The K-12 situation would be helped by a disarticulation of the pieces of CS. We need better understanding among administrators and policy making boards that CS is not IT, CS is not computer applications, but that CS is not just programming either.
Teachers asked for online self-directed learning modules so that they can get up to speed on new CS material.
Because standards differ in every state, administrative support is critical, as well as trustworthy curricular materials.
One issue raised was that there are many communities in which CS is not taught at all, so those communities would not have any teachers who could attend a town hall like this one.
The next question asked was what people who are not K-12 teachers see as their role in the work around K-12 education, either personally or as a group.
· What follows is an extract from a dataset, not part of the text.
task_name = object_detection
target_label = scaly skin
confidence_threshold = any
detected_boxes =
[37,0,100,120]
We can break down the isolation many individual K-12 teachers experience. (One of the suggestions I made during my opening remarks at the Town Hall was that people in industry or college/university settings invite area K-12 CS teachers, giving them an opportunity to connect with each other.)
We can target the people who help kids make decisions. For example, a new corporate partnership will be announced soon which will reach out to parents and guidance counselors.
A final closing comment was that we figure out how to "network" our passion and sustain it so that we don't leave meetings like the Town Hall and then lose all of our enthusiasm and energy. One way is to participate is to register for National Lab Day and CS Ed Week, and help with CS activities in your area schools.